Ich glaube, um sensibel für Glück werden zu können, müssen wir erst wieder wirklich hören und sehen lernen, wir müssen aufwachen. "Das geknickte Rohr wird er nicht zerbrechen und den glimmenden Docht wird er nicht auslöschen", heißt der Wochenspruch, der im gleichen Prophetenbuch, bei Jesaja, steht. "Ich bin, der ich bin und der ich sein werde", das ist die Übersetzung von Jahwe, dem Gottesnamen. Und das ist die Konstante in unserem Leben. Das bleibt.

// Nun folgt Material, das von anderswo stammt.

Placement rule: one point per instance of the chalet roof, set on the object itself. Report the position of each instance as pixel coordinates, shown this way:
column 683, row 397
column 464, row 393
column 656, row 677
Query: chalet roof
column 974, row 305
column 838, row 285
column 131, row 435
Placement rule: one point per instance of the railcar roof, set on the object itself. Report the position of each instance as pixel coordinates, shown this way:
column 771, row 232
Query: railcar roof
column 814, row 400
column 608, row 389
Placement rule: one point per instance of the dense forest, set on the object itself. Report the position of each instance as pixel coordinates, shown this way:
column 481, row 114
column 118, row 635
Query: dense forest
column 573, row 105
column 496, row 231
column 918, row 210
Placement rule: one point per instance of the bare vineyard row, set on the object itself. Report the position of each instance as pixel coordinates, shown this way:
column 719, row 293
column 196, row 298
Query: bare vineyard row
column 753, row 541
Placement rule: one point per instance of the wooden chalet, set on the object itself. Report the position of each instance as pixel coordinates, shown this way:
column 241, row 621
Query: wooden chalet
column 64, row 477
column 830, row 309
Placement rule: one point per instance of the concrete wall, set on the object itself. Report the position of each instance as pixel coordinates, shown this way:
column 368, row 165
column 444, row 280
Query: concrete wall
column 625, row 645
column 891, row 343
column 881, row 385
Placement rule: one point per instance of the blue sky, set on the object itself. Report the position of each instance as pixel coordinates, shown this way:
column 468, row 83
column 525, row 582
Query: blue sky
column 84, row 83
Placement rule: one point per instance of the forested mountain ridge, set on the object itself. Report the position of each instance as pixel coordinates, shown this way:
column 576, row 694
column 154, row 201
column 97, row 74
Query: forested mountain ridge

Wir selbst dürfen, ja wir müssen uns verändern, wenn wir sehend werden wollen. Aber auf uns allein gestellt würden wir uns im Kreis drehen oder im Labyrinth unseres Lebens die Mitte nicht finden.

"Verlasst euch nicht auf Fürsten, sie sind Menschen, die können ja nicht helfen", heißt es im Psalm 146, dem Predigtext eng verwandt, "wohl dem, dessen Hilfe der Gott Jakobs ist. Der Herr macht die Blinden sehend, der Herr richtet auf, die niedergeschlagen sind". Der Theologieprofessor Johann Daniel Herrnschmidt, der als Hofprediger in Idstein seine persönlichen Erfahrungen mit Politikern machen konnte, dann nach Halle in die Franckeschen Stiftungen kam, hat diesen Psalm 1714 für ein bekanntes Kirchenlied verwendet. Er malt darin auch die Prophezeiung des Jesaja aus: Fürsten sind Menschen vom Weibe geboren – und kehren um zu ihrem Staub. Selig, ja selig ist der zu nennen, dess Hilfe der Gott Jakobs ist, welcher vom Glauben sich nicht lässt trennen und hofft getrost auf Jesus Christ. Wer diesen Herrn zum Beistand hat, findet am besten Rat und Tat."

Liebe Gemeinde, ich möchte nicht, dass Sie diese Predigt als Aufruf zum Wahlboykott verstehen, weil wir ja sowieso am besten alles Gott überlassen. Gott hat uns als Menschen geschaffen, die zu Entscheidungen berufen sind. Wir stehen als Christen mitten in der Welt. Wenn wir die Verheißung, die uns gegeben ist, ernst nehmen, können wir gelassener, friedlicher und freundlicher mit anderen umgehen – und mit allem, was sie tun.